La società o è un individuo, cioè un entità capace di avere intenzioni, oppure no. Solo l’agente cosciente, un individuo, è responsabile delle sue azioni. Dunque la società è responsabile solo se è un individuo.

 

1) Se la società è responsabile come tutto allora le singole parti non sono responsabili. Dunque, la società non è responsabile. (Cioè all’interno della società non esistono sotto-società né individui capaci di azioni responsabili perché si sta assumendo che la società si responsabile allo stesso modo di una mente rispetto alle sue singole facoltà).
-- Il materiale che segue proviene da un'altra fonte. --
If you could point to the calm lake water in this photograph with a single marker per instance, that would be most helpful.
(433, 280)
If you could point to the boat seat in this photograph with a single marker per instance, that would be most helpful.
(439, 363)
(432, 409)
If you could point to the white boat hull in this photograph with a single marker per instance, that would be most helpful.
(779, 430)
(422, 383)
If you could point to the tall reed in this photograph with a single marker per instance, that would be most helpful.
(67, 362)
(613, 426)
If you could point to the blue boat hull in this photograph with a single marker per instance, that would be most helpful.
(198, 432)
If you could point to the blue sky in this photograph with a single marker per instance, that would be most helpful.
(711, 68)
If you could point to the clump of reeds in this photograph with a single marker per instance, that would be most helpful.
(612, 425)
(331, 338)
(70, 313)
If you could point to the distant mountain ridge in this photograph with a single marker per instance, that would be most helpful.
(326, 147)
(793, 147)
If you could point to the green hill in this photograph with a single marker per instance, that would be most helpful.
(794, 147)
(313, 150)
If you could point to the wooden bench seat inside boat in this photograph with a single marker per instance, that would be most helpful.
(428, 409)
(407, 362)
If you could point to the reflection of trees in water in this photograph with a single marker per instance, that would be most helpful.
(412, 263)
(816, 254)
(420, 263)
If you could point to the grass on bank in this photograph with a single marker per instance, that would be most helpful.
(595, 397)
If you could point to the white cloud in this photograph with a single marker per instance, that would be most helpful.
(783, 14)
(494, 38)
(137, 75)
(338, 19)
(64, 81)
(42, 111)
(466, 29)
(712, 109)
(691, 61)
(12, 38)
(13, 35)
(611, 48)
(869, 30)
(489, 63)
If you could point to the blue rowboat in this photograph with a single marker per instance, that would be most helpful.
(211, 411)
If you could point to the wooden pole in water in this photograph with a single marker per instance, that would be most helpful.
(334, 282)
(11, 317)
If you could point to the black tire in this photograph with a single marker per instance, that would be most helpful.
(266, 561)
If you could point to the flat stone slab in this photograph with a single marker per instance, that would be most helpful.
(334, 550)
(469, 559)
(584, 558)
2) Se la società non è responsabile come tutto allora non è responsabile. (Se la società non è responsabile come tutto, sembrerebbe che potremmo ammettere che lo possano essere le sue parti. Ma le sue parti sono definite come la società in generale, dunque, anche le singole parti della società non sono responsabili. Un altro ragionamento che porta alle stesse conseguenze: se parti di società sono responsabili allora parti di parti di società sono responsabili e anche parti di parti di parti di società sono responsabili etc. cioè: la responsabilità finisce nel singolo individuo. Il singolo individuo –un uomo- non è scomponibile a sua volta in parti. Inoltre, se fosse vero che parti di società fossero responsabili, come distinguerle da parti di società non responsabili?) 

Conseguenza: la società non è un individuo, se con individuo si intende una mente capace di avere intenzioni. Nessun gruppo di persone è responsabile e la responsabilità attiene ai singoli soggetti capaci di pensare.

Premesse.

IPOTESI 1: La responsabilità è la proprietà che distingue le azioni intenzionali dalle azioni casuali.

IPOTESI 2: L’intenzione è un particolare stato mentale definito in termini funzionali. Uno stato mentale intenzionale è un qualunque stato mentale che implichi una decisione e una conseguente azione da parte dell’individuo.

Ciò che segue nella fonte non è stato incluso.